Traités post-Confédération Traités numérotés

En 1867, la Confédération ouvre la voie à l'achat par le Canada de la Terre de Rupert et des Territoires du Nord-Ouest à la Compagnie de la Baie d'Hudson. Les divers instruments légaux rendant ce transfert officiel stipulent que le gouvernement canadien assumera la responsabilité de la « protection » et du « bien-être » des habitants autochtones de la région.

 

De plus, l'obligation de compenser les Indiens pour tout intérêt qu'ils détiennent dans le territoire annexé incombe au Dominion. Ainsi donc, le système de traités indiens élaboré dans le Haut-Canada est appliqué dans l'Ouest. Entre 1871 et 1877, les représentants de la Couronne rencontrent des délégations indiennes pour négocier une série de transactions portant sur la majeure partie des provinces des Prairies actuelles ainsi que sur le nord-ouest de l'Ontario. Ces négociations mènent à la ratification de 7 des 11 soi-disant « traités numérotés » du Canada.

 

Le recours au système de traités dans presque tout l'Ouest canadien se justifie tout autant par pragmatisme économique que par considération légale des droits ancestraux des autochtones. Au cours des années 1870, le gouvernement des États-Unis dépense plus de 20 millions de dollars par année pour ses combats contre les Indiens des plaines. Constatant que cette somme est supérieure au budget global du gouvernement central du Canada, les autorités fédérales choisissent de miser plutôt sur les traités comme moyen d'obtenir le consentement relativement pacifique des 35 000 Indiens qui occupent les territoires que l'on destine à la colonisation.

 

Les représentants de la Couronne chargés de négocier les premiers traités numérotés ont comme directive d'offrir aux Indiens des conditions similaires à celles décrites dans les Traités Robinson. Les délégués autochtones dans ces séances de négociations et dans les négociations subséquentes indiquent clairement qu'ils s'attendent à mieux.
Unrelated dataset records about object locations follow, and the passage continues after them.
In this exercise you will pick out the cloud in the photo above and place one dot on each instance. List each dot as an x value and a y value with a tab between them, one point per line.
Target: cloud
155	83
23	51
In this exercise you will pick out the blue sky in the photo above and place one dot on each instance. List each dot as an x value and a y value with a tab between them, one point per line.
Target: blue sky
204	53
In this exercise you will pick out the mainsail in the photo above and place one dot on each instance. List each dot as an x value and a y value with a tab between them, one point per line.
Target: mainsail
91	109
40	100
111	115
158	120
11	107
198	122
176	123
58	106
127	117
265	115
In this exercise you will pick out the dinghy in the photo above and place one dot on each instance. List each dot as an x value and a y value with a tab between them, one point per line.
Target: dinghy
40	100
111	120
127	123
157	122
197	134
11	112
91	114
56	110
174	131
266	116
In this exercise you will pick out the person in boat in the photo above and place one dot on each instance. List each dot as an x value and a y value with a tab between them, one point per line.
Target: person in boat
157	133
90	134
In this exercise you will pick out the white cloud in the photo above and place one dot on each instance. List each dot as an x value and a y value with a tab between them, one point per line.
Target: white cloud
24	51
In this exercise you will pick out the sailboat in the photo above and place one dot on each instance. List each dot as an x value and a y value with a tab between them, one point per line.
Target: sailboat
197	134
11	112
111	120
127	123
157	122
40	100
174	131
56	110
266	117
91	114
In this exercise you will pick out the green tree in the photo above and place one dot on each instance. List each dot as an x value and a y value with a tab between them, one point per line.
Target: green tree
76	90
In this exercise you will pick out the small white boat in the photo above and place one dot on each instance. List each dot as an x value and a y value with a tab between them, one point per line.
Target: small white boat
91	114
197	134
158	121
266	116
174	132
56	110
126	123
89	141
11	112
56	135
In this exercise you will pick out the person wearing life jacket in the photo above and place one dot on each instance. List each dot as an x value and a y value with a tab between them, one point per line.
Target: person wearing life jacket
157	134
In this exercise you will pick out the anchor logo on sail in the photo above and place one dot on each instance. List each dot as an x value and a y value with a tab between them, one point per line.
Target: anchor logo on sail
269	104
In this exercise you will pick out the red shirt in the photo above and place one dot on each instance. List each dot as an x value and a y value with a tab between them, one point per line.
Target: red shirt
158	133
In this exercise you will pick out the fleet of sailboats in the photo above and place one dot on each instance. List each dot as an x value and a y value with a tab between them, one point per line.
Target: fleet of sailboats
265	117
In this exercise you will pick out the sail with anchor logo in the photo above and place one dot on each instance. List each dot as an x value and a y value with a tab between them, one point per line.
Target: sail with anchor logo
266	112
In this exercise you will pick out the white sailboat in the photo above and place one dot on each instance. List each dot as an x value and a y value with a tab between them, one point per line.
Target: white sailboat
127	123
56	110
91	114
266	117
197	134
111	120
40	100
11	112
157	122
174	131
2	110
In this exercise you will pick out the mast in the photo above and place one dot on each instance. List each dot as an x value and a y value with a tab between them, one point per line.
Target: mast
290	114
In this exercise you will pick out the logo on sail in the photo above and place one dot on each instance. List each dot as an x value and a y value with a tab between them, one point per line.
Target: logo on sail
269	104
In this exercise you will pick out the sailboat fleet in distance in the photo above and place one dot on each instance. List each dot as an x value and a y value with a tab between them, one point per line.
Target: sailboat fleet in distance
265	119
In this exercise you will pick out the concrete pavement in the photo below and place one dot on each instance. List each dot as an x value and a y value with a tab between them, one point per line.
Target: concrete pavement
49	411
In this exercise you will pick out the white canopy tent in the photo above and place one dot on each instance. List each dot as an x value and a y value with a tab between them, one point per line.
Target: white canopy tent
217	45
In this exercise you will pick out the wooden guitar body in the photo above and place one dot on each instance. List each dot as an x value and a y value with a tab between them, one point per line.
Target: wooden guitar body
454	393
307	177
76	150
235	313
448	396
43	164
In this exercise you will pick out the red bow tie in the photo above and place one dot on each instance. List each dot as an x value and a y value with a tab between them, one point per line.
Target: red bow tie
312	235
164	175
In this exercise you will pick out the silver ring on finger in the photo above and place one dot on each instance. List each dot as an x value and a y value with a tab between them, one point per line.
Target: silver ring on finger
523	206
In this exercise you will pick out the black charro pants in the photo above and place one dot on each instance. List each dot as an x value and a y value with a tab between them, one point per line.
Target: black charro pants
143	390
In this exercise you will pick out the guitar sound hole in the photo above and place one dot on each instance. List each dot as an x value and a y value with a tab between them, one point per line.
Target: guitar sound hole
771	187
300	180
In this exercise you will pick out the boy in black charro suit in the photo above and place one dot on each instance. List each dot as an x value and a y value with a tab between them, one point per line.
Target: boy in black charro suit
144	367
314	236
Dans les pourparlers menant aux sept premiers traités numérotés, les négociateurs autochtones veulent que le gouvernement du Dominion s'engage, notamment, à construire des écoles dans les réserves nouvellement créées, à fournir de l'équipement agricole, des semences, des bestiaux, des cours de formation en techniques agricoles et à prohiber la vente d'alcool dans les communautés autochtones.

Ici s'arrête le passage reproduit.